The Securities and Exchange Commission today announced its first enforcement action against a company for using improperly restrictive language in confidentiality agreements with the potential to stifle the whistleblowing process.
The SEC charged Houston-based global technology and engineering firm KBR Inc. with violating whistleblower protection Rule 21F-17 enacted under the Dodd-Frank Act. KBR required witnesses in certain internal investigations interviews to sign confidentiality statements with language warning that they could face discipline and even be fired if they discussed the matters with outside parties without the prior approval of KBR’s legal department. Since these investigations included allegations of possible securities law violations, the SEC found that these terms violated Rule 21F-17, which prohibits companies from taking any action to impede whistleblowers from reporting possible securities violations to the SEC.
KBR agreed to pay a $130,000 penalty to settle the SEC’s charges and the company voluntarily amended its confidentiality statement by adding language making clear that employees are free to report possible violations to the SEC and other federal agencies without KBR approval or fear of retaliation.
By requiring its employees and former employees to sign confidentiality agreements imposing pre-notification requirements before contacting the SEC, KBR potentially discouraged employees from reporting securities violations to the SEC, said the SEC.

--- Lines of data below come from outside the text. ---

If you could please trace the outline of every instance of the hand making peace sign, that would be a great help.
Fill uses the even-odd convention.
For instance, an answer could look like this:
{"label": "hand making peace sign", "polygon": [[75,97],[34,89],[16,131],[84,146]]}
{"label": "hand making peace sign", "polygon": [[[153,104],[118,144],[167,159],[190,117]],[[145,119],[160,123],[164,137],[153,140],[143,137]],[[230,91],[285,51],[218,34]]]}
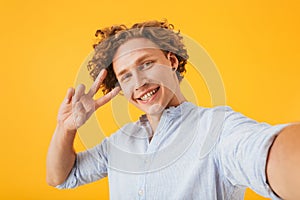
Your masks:
{"label": "hand making peace sign", "polygon": [[99,99],[93,98],[106,75],[107,71],[103,69],[87,93],[85,93],[85,85],[83,84],[78,85],[76,90],[74,88],[68,89],[57,117],[58,123],[64,127],[66,132],[76,132],[98,108],[119,93],[120,87],[116,87]]}

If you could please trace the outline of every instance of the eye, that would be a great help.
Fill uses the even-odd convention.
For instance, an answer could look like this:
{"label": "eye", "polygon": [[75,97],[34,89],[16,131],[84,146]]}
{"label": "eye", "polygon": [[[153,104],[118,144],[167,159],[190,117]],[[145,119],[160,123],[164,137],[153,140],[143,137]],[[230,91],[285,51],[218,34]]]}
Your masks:
{"label": "eye", "polygon": [[142,65],[140,65],[138,67],[138,69],[141,71],[141,70],[146,70],[146,69],[149,69],[150,67],[152,67],[154,64],[154,61],[146,61],[144,62]]}
{"label": "eye", "polygon": [[125,73],[121,76],[121,82],[127,82],[131,77],[131,73]]}

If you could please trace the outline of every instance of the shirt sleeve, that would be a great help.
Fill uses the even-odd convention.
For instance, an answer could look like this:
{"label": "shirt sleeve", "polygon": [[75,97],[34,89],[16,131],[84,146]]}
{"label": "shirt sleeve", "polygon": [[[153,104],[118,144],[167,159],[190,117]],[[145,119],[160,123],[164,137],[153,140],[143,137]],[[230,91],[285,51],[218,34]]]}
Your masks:
{"label": "shirt sleeve", "polygon": [[288,124],[258,123],[230,107],[225,107],[224,116],[218,150],[225,177],[234,186],[279,199],[267,183],[266,162],[274,139]]}
{"label": "shirt sleeve", "polygon": [[75,188],[107,176],[107,138],[99,145],[76,155],[74,166],[58,189]]}

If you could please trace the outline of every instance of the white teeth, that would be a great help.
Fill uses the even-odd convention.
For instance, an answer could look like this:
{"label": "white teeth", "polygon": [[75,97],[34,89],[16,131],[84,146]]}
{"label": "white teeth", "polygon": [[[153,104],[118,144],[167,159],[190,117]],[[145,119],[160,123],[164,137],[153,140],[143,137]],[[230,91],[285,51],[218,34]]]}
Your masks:
{"label": "white teeth", "polygon": [[141,97],[141,99],[143,101],[146,101],[147,99],[149,99],[150,97],[152,97],[153,94],[155,94],[157,92],[156,89],[150,91],[150,92],[147,92],[144,96]]}

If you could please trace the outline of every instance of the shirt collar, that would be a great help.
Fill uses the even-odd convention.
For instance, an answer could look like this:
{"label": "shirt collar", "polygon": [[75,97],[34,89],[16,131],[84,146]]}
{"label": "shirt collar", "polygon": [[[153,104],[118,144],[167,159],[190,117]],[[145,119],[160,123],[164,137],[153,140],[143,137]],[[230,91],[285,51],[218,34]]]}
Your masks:
{"label": "shirt collar", "polygon": [[[163,111],[162,117],[166,116],[171,119],[178,118],[182,115],[185,107],[187,107],[189,104],[190,102],[184,101],[178,106],[170,106]],[[147,115],[146,114],[141,115],[139,118],[139,122],[141,123],[141,125],[147,124],[148,123]]]}

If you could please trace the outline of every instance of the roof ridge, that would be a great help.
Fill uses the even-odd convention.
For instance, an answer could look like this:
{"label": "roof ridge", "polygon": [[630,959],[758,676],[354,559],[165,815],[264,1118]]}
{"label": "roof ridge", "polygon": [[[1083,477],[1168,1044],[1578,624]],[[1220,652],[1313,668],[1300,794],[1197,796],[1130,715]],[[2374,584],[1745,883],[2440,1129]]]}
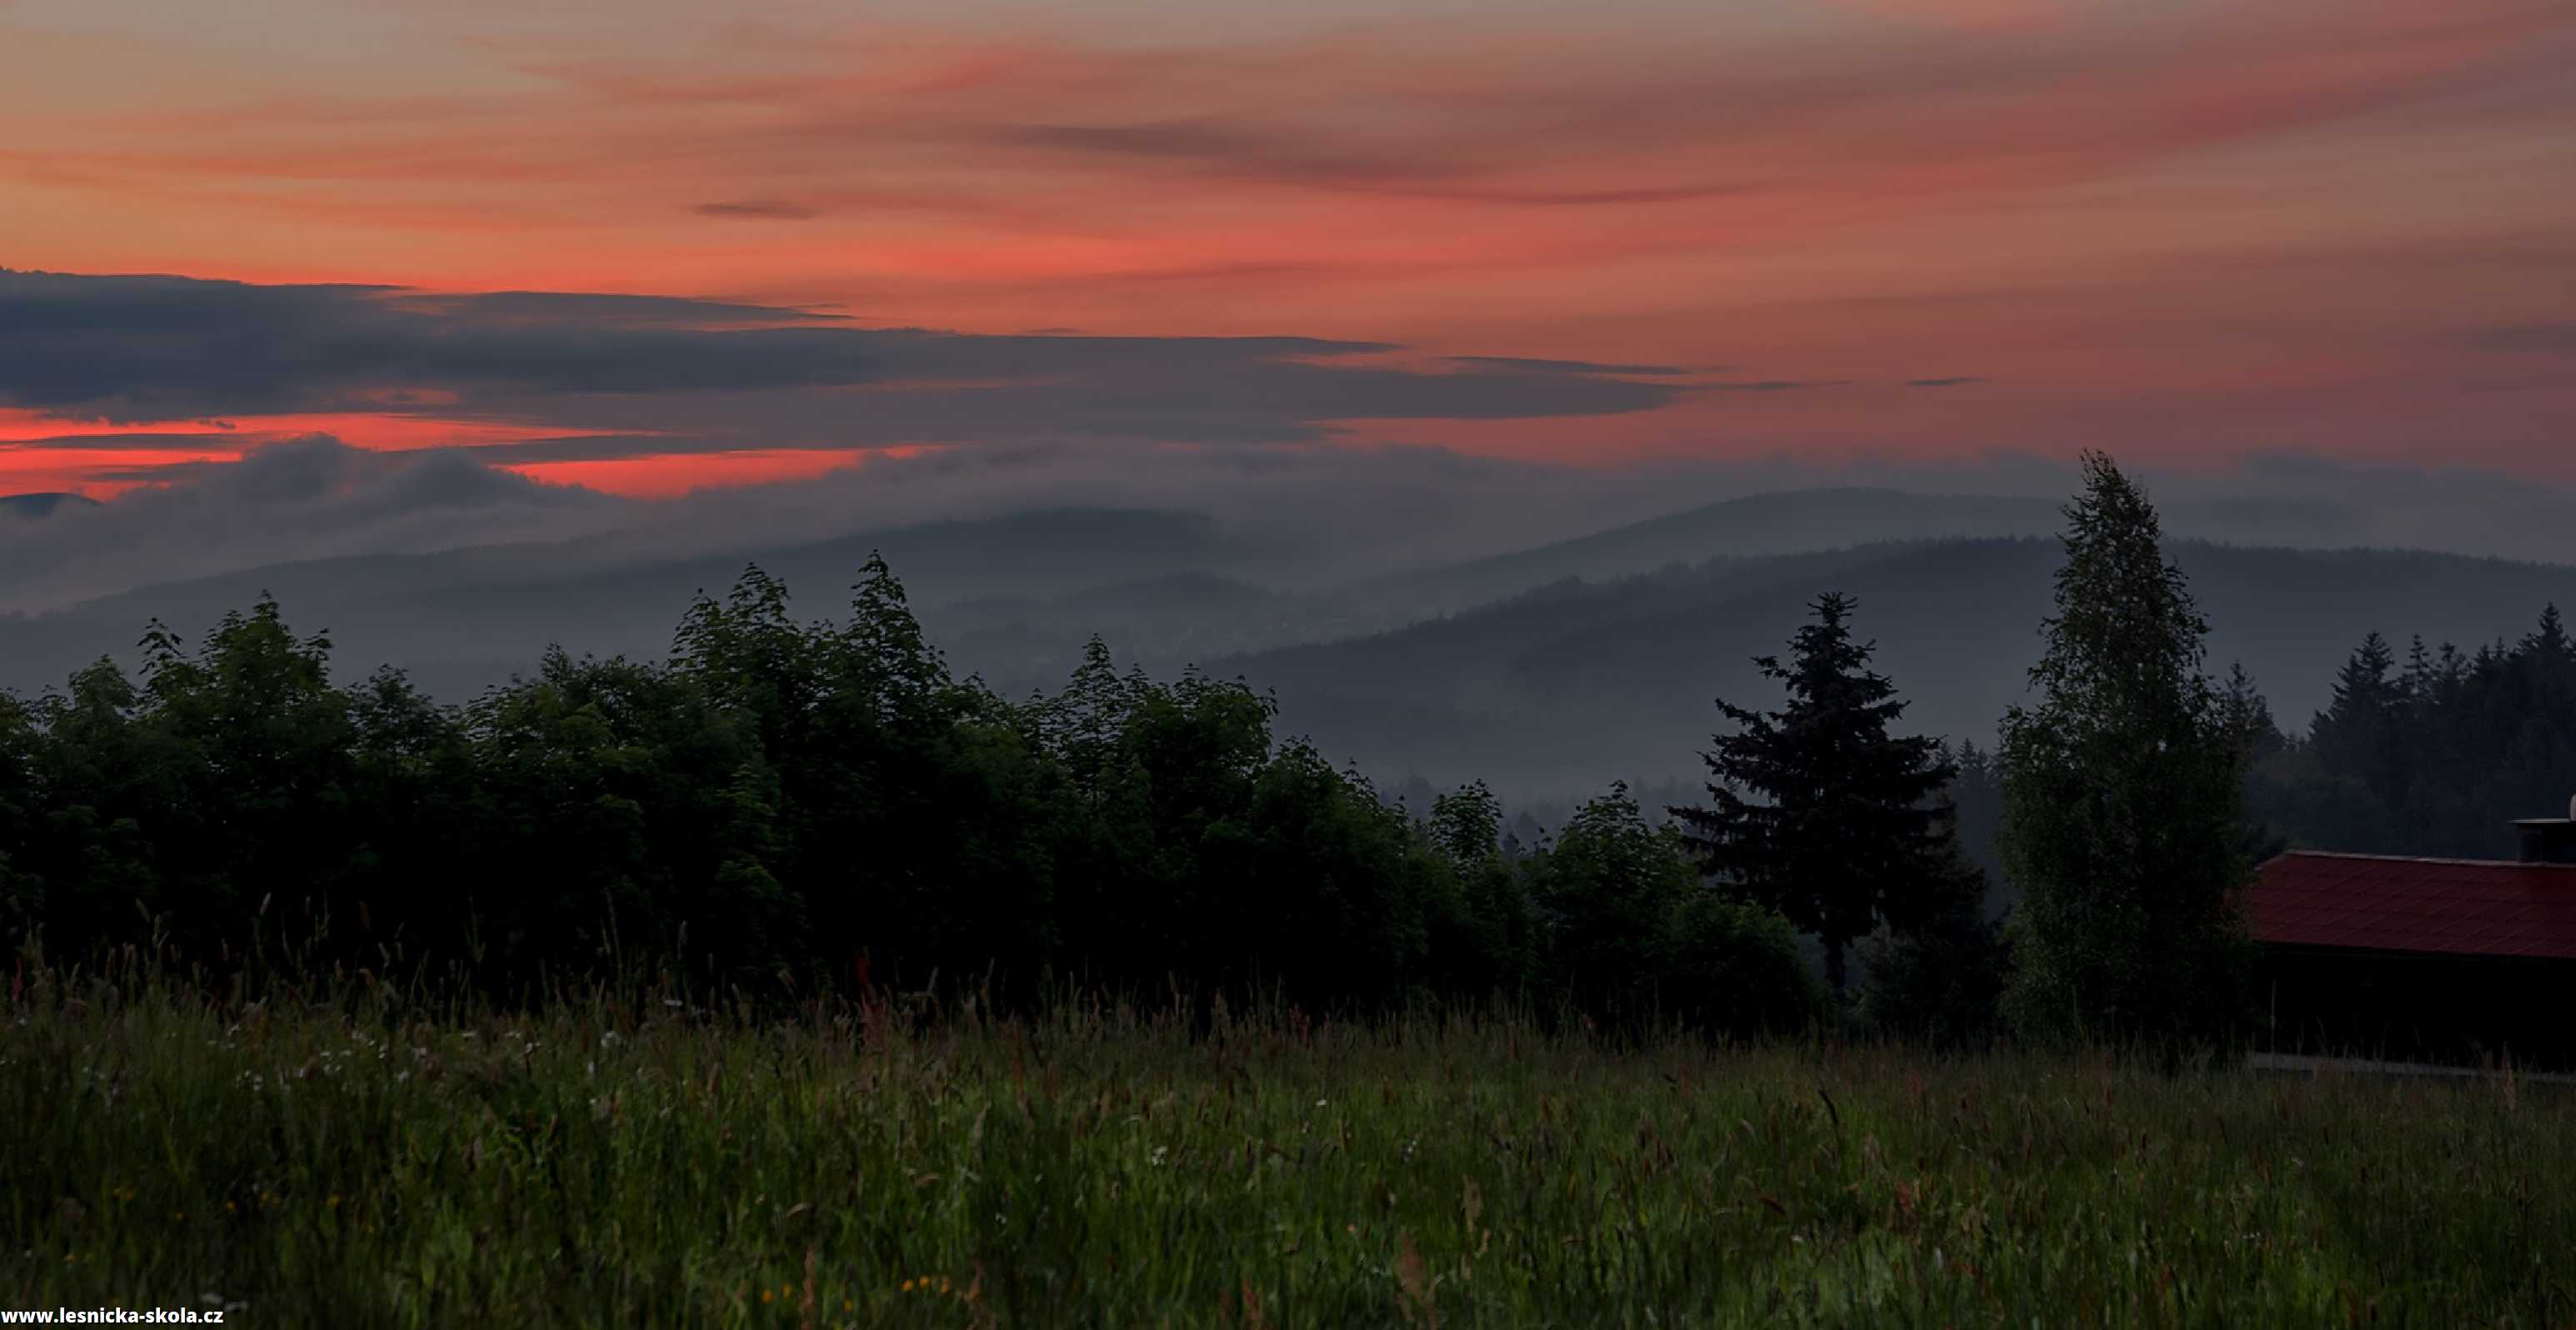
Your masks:
{"label": "roof ridge", "polygon": [[2519,859],[2444,859],[2425,854],[2356,854],[2349,850],[2283,850],[2263,862],[2268,864],[2273,859],[2287,859],[2292,856],[2302,859],[2366,859],[2386,864],[2458,864],[2469,868],[2576,869],[2576,864],[2534,864],[2525,863]]}

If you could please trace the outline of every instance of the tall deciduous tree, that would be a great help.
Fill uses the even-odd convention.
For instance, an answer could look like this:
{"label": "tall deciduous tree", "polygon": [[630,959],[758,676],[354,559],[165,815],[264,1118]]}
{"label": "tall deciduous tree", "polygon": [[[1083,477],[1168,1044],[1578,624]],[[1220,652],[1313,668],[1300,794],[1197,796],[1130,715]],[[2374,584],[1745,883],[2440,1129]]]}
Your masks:
{"label": "tall deciduous tree", "polygon": [[2005,1010],[2025,1032],[2166,1041],[2242,1014],[2242,717],[2144,491],[2099,453],[2066,510],[2036,703],[2003,723],[2022,891]]}
{"label": "tall deciduous tree", "polygon": [[1736,730],[1702,754],[1710,806],[1672,811],[1712,876],[1823,940],[1839,1000],[1844,949],[1883,920],[1910,921],[1957,875],[1940,797],[1956,769],[1938,739],[1888,733],[1905,703],[1869,668],[1875,644],[1852,637],[1851,598],[1828,592],[1812,608],[1787,664],[1755,662],[1787,706],[1720,701]]}

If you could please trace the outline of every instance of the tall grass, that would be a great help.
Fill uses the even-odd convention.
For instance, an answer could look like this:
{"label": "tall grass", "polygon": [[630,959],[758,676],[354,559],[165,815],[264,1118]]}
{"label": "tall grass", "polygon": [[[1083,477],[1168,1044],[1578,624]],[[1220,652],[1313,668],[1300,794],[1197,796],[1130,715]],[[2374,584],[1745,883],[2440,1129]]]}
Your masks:
{"label": "tall grass", "polygon": [[[1512,1017],[265,1003],[21,962],[0,1306],[257,1326],[2565,1327],[2563,1091]],[[204,1301],[201,1301],[204,1300]]]}

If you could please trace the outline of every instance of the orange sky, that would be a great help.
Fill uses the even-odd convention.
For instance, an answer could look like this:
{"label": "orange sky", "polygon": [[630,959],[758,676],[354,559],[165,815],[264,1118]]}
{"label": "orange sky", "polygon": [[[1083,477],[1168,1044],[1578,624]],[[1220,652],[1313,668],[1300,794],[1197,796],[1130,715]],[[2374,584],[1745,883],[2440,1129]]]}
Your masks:
{"label": "orange sky", "polygon": [[[0,7],[0,266],[1694,376],[1651,409],[1336,436],[1542,459],[2108,443],[2576,478],[2558,0],[102,8]],[[1933,380],[1959,382],[1905,386]],[[307,433],[637,429],[5,392],[0,493]],[[509,464],[668,494],[907,442]]]}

SEC rules prohibit employers from taking measures through confidentiality, employment, severance, or other type of agreements that may silence potential whistleblowers before they can reach out to the SEC.
According to the SEC’s order instituting a settled administrative proceeding, there are no apparent instances in which KBR specifically prevented employees from communicating with the SEC about specific securities law violations. However, any company’s blanket prohibition against witnesses discussing the substance of the interview has a potential chilling effect on whistleblowers’ willingness to report illegal conduct to the SEC.
Without admitting or denying the charges, KBR agreed to cease and desist from committing or causing any future violations of Rule 21F-17.